Farioli reclama “vermelho muito claro” e explica festejo “mais longo do que o costume”

Francesco Farioli mostrou-se satisfeito com a atitude da equipa depois de sofrer o golo, mas salientou vários factores fora do relvado que, na sua opinião, prejudicaram o FC Porto.

Os suplentes entraram bem, mas Seko Fofana mudou o jogo: “Fala dele, mas não podemos esquecer os e os outros que entraram. Seko entrou para ganhar metros, ser agressivo, carregar e recuperar a bola em momentos de transição… Agora é aproveitar durante algumas horas e dentro de alguns dias recomeçamos com a mesma humildade e desejo de melhorar. Quando voltarmos, estaremos na última parte da maratona e vamos precisar de todos em níveis de topo e em ótima condição física.

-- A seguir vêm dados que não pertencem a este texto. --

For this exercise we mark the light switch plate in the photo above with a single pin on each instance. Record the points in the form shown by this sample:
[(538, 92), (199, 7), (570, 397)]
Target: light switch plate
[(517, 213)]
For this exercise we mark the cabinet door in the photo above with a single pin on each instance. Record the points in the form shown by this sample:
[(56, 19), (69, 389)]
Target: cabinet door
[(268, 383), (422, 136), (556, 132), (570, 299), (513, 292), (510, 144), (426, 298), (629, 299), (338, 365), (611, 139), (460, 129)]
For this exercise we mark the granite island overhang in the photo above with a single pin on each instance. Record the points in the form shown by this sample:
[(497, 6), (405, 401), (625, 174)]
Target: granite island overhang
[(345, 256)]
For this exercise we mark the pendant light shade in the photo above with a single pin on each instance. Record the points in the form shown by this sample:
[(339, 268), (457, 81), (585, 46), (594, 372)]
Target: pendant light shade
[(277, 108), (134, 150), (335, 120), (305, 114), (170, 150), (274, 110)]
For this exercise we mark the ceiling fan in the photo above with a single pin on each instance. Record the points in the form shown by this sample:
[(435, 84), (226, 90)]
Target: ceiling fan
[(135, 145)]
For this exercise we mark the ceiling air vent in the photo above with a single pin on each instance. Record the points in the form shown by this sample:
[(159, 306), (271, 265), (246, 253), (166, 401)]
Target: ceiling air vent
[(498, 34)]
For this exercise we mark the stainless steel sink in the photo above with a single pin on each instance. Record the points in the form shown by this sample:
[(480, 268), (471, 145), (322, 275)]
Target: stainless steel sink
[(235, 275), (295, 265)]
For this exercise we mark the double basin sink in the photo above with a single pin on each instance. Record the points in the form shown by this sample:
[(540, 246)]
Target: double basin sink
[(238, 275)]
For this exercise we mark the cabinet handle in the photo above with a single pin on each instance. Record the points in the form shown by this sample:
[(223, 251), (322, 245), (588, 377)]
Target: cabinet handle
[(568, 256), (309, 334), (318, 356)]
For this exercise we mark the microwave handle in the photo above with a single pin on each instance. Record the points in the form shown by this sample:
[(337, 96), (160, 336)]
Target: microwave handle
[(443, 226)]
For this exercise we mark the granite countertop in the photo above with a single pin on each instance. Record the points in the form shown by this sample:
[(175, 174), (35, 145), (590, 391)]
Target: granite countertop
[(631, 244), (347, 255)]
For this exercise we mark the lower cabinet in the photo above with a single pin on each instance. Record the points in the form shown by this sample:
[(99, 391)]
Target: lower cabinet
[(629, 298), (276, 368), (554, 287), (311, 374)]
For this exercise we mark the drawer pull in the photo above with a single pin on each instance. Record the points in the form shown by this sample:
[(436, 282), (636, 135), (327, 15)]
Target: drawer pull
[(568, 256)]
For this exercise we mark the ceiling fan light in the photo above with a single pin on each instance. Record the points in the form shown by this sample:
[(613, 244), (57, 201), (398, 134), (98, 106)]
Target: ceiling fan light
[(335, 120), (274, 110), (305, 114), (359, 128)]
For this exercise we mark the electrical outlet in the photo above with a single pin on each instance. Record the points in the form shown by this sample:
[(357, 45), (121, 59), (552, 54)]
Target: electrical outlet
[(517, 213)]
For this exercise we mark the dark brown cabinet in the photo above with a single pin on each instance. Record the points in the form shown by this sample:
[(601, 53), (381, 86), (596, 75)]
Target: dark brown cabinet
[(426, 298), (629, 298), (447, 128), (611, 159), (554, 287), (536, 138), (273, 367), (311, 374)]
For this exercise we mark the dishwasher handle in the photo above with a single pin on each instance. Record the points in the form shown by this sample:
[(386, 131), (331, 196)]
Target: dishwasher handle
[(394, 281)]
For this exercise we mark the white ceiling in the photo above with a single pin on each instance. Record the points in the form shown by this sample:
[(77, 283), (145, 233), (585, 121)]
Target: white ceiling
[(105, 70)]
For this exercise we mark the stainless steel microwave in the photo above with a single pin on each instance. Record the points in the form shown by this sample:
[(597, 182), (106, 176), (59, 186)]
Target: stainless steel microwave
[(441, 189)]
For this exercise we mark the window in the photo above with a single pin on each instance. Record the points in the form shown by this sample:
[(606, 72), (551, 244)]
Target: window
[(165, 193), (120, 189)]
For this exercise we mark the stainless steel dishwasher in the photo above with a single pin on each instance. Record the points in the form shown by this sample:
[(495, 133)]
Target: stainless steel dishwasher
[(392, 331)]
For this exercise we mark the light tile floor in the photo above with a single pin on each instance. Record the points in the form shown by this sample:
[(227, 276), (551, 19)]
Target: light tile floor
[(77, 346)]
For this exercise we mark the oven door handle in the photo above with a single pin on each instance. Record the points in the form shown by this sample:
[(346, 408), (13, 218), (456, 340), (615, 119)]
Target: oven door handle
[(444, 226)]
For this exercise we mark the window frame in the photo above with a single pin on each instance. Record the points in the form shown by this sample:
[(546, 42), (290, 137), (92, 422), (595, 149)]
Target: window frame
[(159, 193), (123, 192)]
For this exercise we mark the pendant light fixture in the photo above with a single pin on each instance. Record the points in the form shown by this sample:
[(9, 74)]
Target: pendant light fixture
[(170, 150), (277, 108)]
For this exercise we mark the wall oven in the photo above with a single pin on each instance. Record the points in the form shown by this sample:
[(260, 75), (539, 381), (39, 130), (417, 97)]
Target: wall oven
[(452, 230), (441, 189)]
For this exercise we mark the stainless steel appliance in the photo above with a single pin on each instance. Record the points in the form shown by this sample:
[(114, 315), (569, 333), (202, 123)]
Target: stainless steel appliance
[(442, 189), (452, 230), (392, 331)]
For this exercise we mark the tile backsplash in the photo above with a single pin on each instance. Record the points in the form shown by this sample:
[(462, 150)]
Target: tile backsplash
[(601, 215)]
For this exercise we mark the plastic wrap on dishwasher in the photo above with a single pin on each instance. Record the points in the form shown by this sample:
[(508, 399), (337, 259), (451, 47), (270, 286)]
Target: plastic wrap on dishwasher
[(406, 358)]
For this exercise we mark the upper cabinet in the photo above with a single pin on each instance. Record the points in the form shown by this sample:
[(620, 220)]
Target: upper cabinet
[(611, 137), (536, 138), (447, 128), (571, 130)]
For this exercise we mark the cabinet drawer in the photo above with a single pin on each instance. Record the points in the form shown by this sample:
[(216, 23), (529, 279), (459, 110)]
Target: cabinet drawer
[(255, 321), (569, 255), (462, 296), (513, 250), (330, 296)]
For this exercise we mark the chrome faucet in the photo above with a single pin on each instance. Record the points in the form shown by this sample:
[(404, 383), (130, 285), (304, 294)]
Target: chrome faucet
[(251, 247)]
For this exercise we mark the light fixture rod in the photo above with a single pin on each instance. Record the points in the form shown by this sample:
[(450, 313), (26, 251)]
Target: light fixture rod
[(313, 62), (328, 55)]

Será importante que todos estejam prontos para o esforço final”.

Pareceu estar mais nervoso do que o costume no fim, foi pela importância deste jogo? “Hoje era um jogo muito importante e viram-me provavelmente acima em algumas coisas porque acho que houve um vermelho muito claro com o Oskar [Pietuszewski]. O jogador [Lagerbielke] impediu [Oskar Pietuszewski] de avançar com um golpe na cara e ter um homem a mais seria uma grande vantagem. A situação do Deniz [Gul] pode ser discutida, há situações que podem mudar o jogo e era importante manter todos unidos. O leme da nossa época tem sido ‘seguimos juntos’, porque sabemos o cenário difícil que enfrentamos, mas a melhor parte da noite foi a reação da equipa, o poder e o desejo de voltar à carga”.

Já disse que vai deixar a equipa celebrar mais tempo do que o normal. Sente que ir com esta vantagem para a pausa de seleções atira a equipa com muita confiança para a reta final do campeonato? “A celebração é pela exibição de hoje. Há dois dias vencemos uma equipa de topo da Bundesliga duas vezes [Estugarda] e chegámos aos quartos de final [da Liga Europa]. [O festejo desse feito] Foi só um minuto no balneário e depois virámos a página para estarmos ligados hoje. A celebração de hoje é pelo trabalho deste mês, porque a dada altura tens de ter algum prazer. Será mais longa do que o costume, mas depois das folgas para quem não for às seleções, voltaremos com os pés no chão e novamente com o desejo de correr e de lutar por cada bola. Quantas folgas vão ter? Terão alguns dias, tenho de negociar internamente”.